I guess the government is like our dad. Our tough love dad. Sometimes little revealing declarations by judges and the such make their way into the media which most people ignore because they want pretend we are independent and free. In the case of our children, one judge noted during a case with homeschoolers, that a main reason that children are required to go to school is so that somebody (a government worker) needs to keep an eye on the children to make sure that we aren’t harming them. Another judge admitted that it was to make sure children become patriotic, law-abiding citizens (meaning: not rock the boat). When I was in my credentialing program we learned that teachers (again government employees) are required to act “in loco parentis” or “instead of the parent.” “In loco parentis” refers to the legal responsibility of a person or organization to take on the functions and responsibilities of a parent as long as it is not considered a violation of their civil liberties. While you would want one caring for your child to care for them as their own (as long as they are good parents), we are talking about the government and its employees. The government has entered into every aspect of our lives only on it’s own terms and the saturation will reach a critical mass soon enough.

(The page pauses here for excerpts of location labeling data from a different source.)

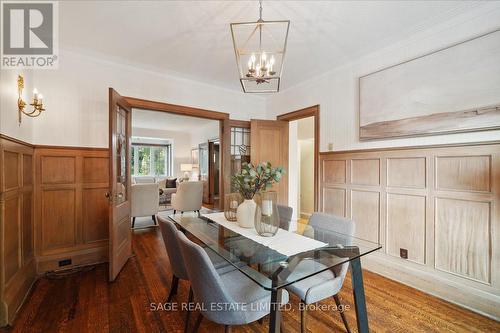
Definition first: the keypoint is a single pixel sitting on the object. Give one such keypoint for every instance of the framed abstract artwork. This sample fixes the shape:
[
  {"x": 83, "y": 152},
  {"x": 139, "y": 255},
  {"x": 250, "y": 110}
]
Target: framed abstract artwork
[{"x": 456, "y": 89}]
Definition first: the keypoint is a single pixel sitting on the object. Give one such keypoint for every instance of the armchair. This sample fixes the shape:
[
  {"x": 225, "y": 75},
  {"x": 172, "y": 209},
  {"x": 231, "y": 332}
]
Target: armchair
[
  {"x": 145, "y": 200},
  {"x": 188, "y": 197}
]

Once upon a time we counted on our communities. Those don’t really exist and as well hand over more and more responsibility to a centralized government, out communities become weaker and weaker. Now we pay the police and the pentagon (whether we want to or not) for some illusion of so-called security. Communities used to be the places we lived, worked, and educated ourselves and each other. We got to know each other and we kept our eyes out for each other. Now we work for “some other guy” and/or a bunch of shareholders in some other (post) community and send our kids to an institution for most of their waking lives to be educated and socialized.

Wow, it’s getting late. I could go on and on about the woes of dealing with government bureaucracy, but it really did feel alienating and I really did feel a little ashamed explaining the “work verification” to my employer. The organization treats me like an ungrateful wench for questioning all their excessive demands and I still can’t find my lease.

1 comment:

Lazy Jane said...

Well since the manager of 4Cs has yet to respond I have been writing my stat representatives. I will keep y'all posted.